Every day, the Oakland Raiders work on tackling in practice.

Defensive coordinator Jason Tarver runs his defenders through drills, makes tackling a priority and preaches the importance of stopping defenders cold.

“We work on tackling every day,” defensive tackle Tommy Kelly told Steve Corkran of the Bay Area News Group. “We work with tackling if we got pads on, we work with tackling if we don’t have pads on. It’s something D.A. (head coach Dennis Allen) expects. Tackle, tackle, tackle.”

So, on Sunday, when Dolphins running back Reggie Bush started leaving silver-and-black defenders grasping for air as he blitzed through them for 172 yards – including two scoring runs of 65 and 23 yards in the second half of Miami’s 35-13 victory – Kelly and his teammates were befuddled.

Kelly said he was thinking, “What the hell is going on?”

A day after the loss, Allen gave the Dolphins credit for their blocking, but said the Raiders’ tackling needs to be better.

“I thought at the end we didn’t tackle as well as we need to tackle,” Allen told the San Francisco Chronicle. “So we’re going to go back and look at it and see where we need to make our corrections. We’re going to get better next week.”

Added safety Tyvon Branch: “We have a lot to do. We have a lot to watch on film and make some corrections.”

The faulty tackling was a problem last season for the Raiders, particularly late in games and late in the season when the team collapsed down the stretch to finish 8-8 and miss the playoffs yet again.

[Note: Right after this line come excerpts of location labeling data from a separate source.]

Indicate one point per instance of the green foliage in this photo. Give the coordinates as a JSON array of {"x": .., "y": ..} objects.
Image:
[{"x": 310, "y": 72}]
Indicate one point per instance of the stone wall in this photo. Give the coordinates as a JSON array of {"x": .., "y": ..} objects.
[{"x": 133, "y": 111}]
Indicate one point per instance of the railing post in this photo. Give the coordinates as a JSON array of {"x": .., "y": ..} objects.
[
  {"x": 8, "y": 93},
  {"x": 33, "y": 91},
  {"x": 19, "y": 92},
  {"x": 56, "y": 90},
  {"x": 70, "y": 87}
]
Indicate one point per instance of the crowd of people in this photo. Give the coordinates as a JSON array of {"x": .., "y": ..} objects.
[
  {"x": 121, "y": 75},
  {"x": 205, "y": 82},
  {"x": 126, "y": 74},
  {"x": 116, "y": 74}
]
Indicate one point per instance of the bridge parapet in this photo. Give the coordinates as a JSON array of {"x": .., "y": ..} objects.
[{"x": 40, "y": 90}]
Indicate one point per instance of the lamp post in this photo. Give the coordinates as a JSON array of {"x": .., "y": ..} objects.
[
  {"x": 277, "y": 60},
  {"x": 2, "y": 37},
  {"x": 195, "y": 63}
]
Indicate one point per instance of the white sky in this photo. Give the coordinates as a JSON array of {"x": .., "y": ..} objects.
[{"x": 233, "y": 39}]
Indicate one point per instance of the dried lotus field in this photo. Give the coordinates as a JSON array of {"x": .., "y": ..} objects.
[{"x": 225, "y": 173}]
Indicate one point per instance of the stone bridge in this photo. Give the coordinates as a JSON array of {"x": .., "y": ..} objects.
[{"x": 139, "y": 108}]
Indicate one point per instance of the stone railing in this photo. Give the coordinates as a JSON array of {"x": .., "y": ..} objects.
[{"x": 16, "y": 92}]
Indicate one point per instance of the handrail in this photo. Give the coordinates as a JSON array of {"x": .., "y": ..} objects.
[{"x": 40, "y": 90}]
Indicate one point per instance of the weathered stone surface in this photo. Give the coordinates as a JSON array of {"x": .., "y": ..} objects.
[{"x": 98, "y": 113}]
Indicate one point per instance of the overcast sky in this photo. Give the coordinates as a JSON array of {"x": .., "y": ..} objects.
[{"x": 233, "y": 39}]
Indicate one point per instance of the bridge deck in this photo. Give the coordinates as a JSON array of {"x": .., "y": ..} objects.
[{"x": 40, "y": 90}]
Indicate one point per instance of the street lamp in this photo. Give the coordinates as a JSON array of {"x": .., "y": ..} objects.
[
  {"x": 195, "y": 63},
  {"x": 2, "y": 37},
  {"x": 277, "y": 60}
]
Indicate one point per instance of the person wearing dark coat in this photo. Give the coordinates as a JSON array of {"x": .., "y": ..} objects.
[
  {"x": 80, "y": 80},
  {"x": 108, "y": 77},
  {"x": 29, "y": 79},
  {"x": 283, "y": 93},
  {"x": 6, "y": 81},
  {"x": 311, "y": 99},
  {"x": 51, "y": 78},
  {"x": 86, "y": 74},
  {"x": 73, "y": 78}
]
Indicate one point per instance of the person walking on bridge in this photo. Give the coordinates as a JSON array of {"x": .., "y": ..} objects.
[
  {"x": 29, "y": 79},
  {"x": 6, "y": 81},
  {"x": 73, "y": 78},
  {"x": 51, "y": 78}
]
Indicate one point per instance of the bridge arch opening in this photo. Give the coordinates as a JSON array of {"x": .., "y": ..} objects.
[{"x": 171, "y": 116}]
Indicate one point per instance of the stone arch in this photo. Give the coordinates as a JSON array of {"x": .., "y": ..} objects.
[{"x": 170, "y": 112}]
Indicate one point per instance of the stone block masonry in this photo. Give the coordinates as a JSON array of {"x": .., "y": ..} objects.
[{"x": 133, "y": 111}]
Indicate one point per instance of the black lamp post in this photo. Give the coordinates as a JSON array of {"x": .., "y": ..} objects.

Yet with Allen – a defensive-minded coach – taking over the team and installing a new system this season, it was thought Oakland would be a different team this year. Perhaps it wouldn’t be as skilled, but it would be more fundamental. The tackling would be better, fewer game-changing mistakes would be made and there would be fewer penalties.

Through two games, however, the Raiders are 28th in the league in rushing defense, giving up an average of 147.5 yards on the ground, many of those yards attributable to missed tackles.

This summer, defensive tackle Richard Seymour said he believed Oakland could be a top-five defensive team, and Kelly said he’d never been on a Raiders team that was tackling so well.

In falling to 0-2, however, the defense looks a bit like it did in 2011.

Now, too, as the Raiders prepare to face the Steelers Sunday in Oakland, the Raiders will be without their starting cornerbacks. Shawntae Spencer suffered a “significant” foot injury against the Dolphins, said Allen, and may be out for some time. Ronald Bartell, who started opposite Spencer in the season opener, broke a shoulder blade in Game 1. Now, Pat Lee is starting for Bartell and ex-Eagle Joselio Hanson will likely start for Spencer.

For a defense struggling to right itself and make the stops Allen has preached, the loss at cornerback – where missed tackles turn small gains into game-breakers – is disconcerting.

Said Allen, to the Chronicle: “At the end of the day we’ve got to coach better. We’ve got to play better. … We’ve got to do a better job.”